Microelectronics—the basis of the functioning of computers and all kinds of programable electronic devices—has hitherto been, and is, built on silicon and the physics of the electron's charge, that, although they meant an unprecedented technological advance, start showing signs of saturation because of the high energy consumption associated with them.
Organic electronics progresses as an alternative to silicon. "This is a type of technology that replaces the latter with organic matter, which completion would mean the elimination of energy costs in the production of "electronic silicon," apart from other limited minerals that are essential in its implementation, such as lithium," says Professor of Physical Chemistry of the UMA Juan Casado Cordón, who has led a study which investigates the properties of carbon-based molecules for a new version of organic electronics: spintronics, defined as microelectronics based on the spin of the electron, one of the characteristics, together with the charge, of electrons.
"The spin of the electron and its physical properties inherent in its quantum mechanical nature has taken center stage.
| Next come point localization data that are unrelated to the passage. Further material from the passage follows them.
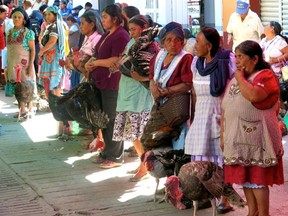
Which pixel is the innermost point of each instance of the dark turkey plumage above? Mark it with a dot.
(140, 54)
(23, 92)
(163, 162)
(197, 181)
(24, 95)
(81, 104)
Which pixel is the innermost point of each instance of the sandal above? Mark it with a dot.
(109, 164)
(222, 208)
(98, 159)
(135, 179)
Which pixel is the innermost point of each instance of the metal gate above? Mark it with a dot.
(275, 10)
(285, 16)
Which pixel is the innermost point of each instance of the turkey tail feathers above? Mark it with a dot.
(233, 197)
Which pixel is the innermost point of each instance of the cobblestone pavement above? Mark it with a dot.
(43, 176)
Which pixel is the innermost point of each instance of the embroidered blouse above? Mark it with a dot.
(14, 34)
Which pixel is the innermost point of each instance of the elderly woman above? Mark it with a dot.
(170, 73)
(132, 113)
(212, 68)
(107, 52)
(92, 29)
(53, 50)
(20, 50)
(251, 138)
(274, 46)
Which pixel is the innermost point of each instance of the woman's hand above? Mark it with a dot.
(239, 74)
(40, 54)
(138, 77)
(114, 67)
(31, 71)
(154, 90)
(164, 91)
(90, 66)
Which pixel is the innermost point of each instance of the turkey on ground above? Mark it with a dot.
(81, 104)
(197, 181)
(23, 93)
(162, 162)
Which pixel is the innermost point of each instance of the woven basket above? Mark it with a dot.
(177, 109)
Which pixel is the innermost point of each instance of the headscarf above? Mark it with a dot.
(139, 20)
(60, 28)
(93, 16)
(172, 27)
(26, 17)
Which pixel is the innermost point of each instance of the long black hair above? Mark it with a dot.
(278, 29)
(252, 49)
(213, 37)
(91, 17)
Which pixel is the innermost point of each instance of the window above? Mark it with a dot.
(149, 4)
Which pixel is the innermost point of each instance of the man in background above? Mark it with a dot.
(244, 24)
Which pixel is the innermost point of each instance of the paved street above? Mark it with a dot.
(43, 176)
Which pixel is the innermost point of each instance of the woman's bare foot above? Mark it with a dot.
(134, 171)
(141, 175)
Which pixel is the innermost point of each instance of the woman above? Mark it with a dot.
(3, 15)
(108, 49)
(274, 46)
(170, 73)
(20, 50)
(212, 69)
(74, 37)
(132, 113)
(53, 50)
(250, 136)
(91, 28)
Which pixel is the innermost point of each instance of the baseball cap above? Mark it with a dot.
(79, 7)
(242, 6)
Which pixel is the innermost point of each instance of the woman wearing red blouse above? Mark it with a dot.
(107, 51)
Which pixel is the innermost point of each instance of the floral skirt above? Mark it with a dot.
(255, 175)
(129, 126)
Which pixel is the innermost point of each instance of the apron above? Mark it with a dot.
(17, 56)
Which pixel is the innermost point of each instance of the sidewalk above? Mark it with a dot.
(43, 176)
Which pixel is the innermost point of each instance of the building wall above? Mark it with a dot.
(169, 10)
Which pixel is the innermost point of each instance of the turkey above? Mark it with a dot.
(197, 181)
(140, 54)
(81, 104)
(23, 93)
(163, 161)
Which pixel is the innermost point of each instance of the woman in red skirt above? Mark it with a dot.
(250, 137)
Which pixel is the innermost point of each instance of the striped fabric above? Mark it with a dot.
(203, 138)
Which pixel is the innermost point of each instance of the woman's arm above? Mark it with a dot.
(251, 92)
(154, 90)
(138, 77)
(90, 66)
(181, 87)
(51, 42)
(31, 44)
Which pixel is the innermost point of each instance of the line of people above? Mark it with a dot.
(235, 96)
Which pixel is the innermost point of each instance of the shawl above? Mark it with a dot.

The combination of the charge and spin of the electron constitutes a way of expanding the versatility and functionality of electronic materials, giving rise to the novel field of spintronics," explains the researcher of the UMA.
"Therefore, we progress through spintronics to manage to alter carbon in a way that it becomes as good at conducting electric current as silicon, which is used in electronics," he adds.
This expert states that they have discovered how the flexible structure of certain organic molecules is capable of modulating the spin state of the whole molecular system and, at the same time, unveiled a thermal mechanism of normal and reversed spin mobility by vibrations—certain coordinated movements of atoms—of the carbon skeleton.
"Finding alternative organic structures to silicon that are capable of modulating their spin state may represent, through spintronics, a necessary solution to the current energy problems," asserts Casado Cordón.
Potential implementation in real devices
Likewise, this research, in which the University of Bologna (Italy) and the University of Electronic Science and Technology of China also participated, explored other intrinsic properties of matter, beyond the electric charge.
The results of this study were published in the scientific journal Nature Communications. It was developed with the assistance of the Vibrational Spectroscopy Unit of the Central Research Services. The young researcher of the Faculty of Science Sergio Moles carried out much of the experimental research.
Searching for other flexible organic molecules with complementary mechanisms of spin-vibration coupling and the possibility of polarizing electrons of other neighboring molecules in solid state, varying the vibrational state, are among the long-term goals of this research team that, as a final step, is going for their implementation in real devices.